Stephanie Thomas, fondatrice de Cur8able.com et membre du Business of Fashion 500, pose à son tour la question suivante : pourquoi les personnes handicapées doivent-elles « charcuter » tout ce qu'elles achètent ?

Beaucoup d'entre nous tiennent pour acquis la capacité expressive offerte par la mode et le fait qu’elle permette de jouer un rôle dans la façon dont les gens nous perçoivent. Dès notre plus jeune âge, nous identifions et affinons notre image de manière subtile mais illimitée. L'ampleur des options peut faire de nous des caméléons et nous accorder indépendance et sentiment d'autonomisation. Mais que se passe-t-il si les seuls vêtements dont vous disposez vous feront passer pour un garçon alors que vous vous identifiez comme une fille ? C’était le cas de la diplômée en mode et fondatrice de Short Favor Dru Presta qui en tant que personne de petite taille, a fait ses achats dans la section Enfants pendant des années, mais détestait les couleurs et les motifs de vêtements pour filles de Sesame Street et devait donc se tourner vers les articles pour garçons.

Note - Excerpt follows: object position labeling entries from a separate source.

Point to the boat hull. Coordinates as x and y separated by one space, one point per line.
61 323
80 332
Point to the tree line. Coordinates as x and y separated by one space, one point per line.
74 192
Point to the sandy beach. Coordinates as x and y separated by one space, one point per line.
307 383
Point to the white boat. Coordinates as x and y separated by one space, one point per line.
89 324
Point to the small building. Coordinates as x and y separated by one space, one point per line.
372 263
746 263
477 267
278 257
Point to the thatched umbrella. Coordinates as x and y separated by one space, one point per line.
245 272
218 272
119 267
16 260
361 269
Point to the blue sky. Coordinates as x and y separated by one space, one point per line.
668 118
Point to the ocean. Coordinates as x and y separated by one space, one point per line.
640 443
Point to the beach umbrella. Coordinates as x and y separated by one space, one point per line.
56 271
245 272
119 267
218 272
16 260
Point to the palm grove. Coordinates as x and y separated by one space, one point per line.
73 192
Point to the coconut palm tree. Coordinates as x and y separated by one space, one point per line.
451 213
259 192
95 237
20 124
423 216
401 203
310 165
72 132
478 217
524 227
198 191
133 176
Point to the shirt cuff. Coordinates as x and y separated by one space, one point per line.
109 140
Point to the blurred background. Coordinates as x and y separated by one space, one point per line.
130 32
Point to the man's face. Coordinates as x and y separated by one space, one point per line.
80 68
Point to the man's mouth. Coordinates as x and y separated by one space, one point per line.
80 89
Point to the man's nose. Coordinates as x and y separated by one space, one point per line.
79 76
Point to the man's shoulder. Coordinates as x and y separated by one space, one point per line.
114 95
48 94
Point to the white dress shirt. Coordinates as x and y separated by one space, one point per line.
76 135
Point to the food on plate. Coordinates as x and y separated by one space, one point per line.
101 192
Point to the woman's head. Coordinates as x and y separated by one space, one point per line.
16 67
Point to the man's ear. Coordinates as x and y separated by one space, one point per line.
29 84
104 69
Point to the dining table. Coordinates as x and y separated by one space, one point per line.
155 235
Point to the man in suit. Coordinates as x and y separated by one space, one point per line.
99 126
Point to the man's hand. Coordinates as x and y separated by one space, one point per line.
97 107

Jones, diplômée du programme en design de mode de la Parsons School, estime que l'application de ses connaissances et de ses compétences au développement d'accessoires pratiques et élégants pour fauteuils roulants apportent beaucoup au débat. « Un fauteuil roulant manuel ou électrique est tout aussi personnalisable qu'un costume sur mesure », dit-elle. « Cela reflète le style de vie et la personnalité. »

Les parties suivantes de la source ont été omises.